Install guide
62 Firewall Enhancements Release Note
Software Version 2.7.6
C613-10462-00 REV A
show firewall monitor
Syntax SHow FIREwall MOnitor
Description This command displays information about session monitoring (Figure 17,
Table 9).
Figure 17: Example output from the show firewall monitor command
Example To display the number of packets that the firewall has copied, use the
command:
sh fire mo
Firewall Monitoring
Status .................... enabled
Monitor IP Apply to Copy to In(pkts) Out(pkts)
--------------------------------------------------------------------------------
1 192.168.1.1 PRIVATE VLAN2 0 0
2 192.168.1.2 PRIVATE VLAN2 24 26
--------------------------------------------------------------------------------
Table 9: Parameters in output of the show firewall monitor command
Parameter Meaning
Status Whether firewall session monitoring is enabled or disabled.

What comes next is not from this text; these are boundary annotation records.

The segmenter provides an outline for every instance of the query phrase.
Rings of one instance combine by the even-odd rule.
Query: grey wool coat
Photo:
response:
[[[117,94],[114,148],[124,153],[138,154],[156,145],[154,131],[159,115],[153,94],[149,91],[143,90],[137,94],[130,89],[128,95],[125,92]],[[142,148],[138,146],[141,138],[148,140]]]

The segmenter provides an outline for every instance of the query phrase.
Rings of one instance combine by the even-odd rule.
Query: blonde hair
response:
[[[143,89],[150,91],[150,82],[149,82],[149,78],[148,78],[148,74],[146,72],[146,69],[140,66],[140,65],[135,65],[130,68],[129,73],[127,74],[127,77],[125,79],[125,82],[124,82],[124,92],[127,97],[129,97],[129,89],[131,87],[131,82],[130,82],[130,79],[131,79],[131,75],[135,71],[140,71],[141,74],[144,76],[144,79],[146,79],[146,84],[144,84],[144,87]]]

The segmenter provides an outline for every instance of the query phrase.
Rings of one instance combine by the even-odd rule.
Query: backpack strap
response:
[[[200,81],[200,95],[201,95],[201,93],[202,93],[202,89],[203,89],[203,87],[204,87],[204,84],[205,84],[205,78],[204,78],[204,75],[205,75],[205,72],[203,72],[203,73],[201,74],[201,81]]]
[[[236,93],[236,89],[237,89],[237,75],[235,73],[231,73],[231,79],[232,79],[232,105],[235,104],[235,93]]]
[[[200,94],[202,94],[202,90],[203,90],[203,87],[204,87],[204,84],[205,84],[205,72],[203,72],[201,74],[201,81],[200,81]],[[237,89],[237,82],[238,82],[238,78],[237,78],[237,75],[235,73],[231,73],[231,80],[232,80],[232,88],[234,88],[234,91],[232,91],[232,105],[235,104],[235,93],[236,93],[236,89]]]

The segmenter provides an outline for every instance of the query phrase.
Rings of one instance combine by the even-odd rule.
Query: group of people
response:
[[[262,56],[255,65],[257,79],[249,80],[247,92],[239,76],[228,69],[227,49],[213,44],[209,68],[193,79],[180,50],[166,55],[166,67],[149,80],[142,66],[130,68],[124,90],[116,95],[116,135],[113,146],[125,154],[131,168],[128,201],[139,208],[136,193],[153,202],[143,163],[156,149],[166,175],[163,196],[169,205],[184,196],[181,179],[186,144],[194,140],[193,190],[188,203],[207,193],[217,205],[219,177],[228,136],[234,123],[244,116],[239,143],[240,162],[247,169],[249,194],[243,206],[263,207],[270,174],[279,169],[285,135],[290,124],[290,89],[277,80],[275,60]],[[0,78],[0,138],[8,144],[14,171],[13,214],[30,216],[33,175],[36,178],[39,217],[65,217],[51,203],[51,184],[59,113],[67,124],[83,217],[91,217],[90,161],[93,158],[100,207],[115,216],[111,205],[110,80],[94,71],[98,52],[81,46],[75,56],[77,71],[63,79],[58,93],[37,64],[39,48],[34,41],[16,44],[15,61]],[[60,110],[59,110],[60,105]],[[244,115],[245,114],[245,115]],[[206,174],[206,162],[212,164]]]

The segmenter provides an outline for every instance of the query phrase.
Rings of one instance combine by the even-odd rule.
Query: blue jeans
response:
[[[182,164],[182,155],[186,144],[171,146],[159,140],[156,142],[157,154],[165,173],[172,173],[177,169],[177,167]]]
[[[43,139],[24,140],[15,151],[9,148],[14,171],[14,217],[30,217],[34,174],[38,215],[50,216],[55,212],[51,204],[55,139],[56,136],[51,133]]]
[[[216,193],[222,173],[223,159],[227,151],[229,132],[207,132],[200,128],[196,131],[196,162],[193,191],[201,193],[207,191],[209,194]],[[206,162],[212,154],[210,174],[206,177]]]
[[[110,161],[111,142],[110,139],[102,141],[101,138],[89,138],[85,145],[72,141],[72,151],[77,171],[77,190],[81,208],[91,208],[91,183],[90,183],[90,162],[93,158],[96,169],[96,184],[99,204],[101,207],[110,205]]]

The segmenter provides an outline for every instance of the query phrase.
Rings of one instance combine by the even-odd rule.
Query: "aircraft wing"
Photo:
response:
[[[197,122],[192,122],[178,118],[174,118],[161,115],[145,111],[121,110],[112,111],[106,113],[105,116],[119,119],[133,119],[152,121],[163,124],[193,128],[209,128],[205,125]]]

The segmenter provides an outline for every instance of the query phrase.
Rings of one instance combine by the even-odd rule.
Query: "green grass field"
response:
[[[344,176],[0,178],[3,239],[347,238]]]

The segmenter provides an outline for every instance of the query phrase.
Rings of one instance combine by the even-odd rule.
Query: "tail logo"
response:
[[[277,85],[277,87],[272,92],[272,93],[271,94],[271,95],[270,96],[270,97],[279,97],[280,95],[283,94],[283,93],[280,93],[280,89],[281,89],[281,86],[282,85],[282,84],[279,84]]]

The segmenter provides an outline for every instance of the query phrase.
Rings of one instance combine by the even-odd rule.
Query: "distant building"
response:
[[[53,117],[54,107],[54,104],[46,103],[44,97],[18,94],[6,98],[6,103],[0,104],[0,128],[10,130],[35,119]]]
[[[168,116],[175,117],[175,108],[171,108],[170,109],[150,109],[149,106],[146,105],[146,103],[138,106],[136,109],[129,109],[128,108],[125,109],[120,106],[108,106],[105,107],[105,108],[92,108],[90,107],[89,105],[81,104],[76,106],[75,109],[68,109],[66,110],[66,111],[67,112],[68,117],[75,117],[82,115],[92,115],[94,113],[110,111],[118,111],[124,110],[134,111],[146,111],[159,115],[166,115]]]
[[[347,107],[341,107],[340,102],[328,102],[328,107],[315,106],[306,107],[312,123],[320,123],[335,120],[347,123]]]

Monitor The identification number of each monitor. This number uniquely
identifies the monitored device.
IP The IP address of the monitored device. The firewall copies all traffic that
comes to or from this address.
Copy to The interface to which the firewall transmits copies of packets; one of a
VLAN, an Eth interface, or “deleted” if the interface has been deleted.
Deleting the interface deactivates the monitor. Adding the interface back
again reactivates the monitor.
Apply to The firewall interface on which the firewall captures packets; one of
PRIVATE, PUBLIC, or BOTH. PRIVATE means that packets are copied
before firewall processing for outgoing packets and after firewall
processing for incoming packets. PUBLIC means that packets are copied
before firewall processing for incoming packets and after firewall
processing for outgoing packets.
In The number of incoming packets that the firewall has captured using this
monitor. The counter resets when the router or switch restarts.
Out The number of outgoing packets that the firewall has captured using this
monitor. The counter resets when the router or switch restarts.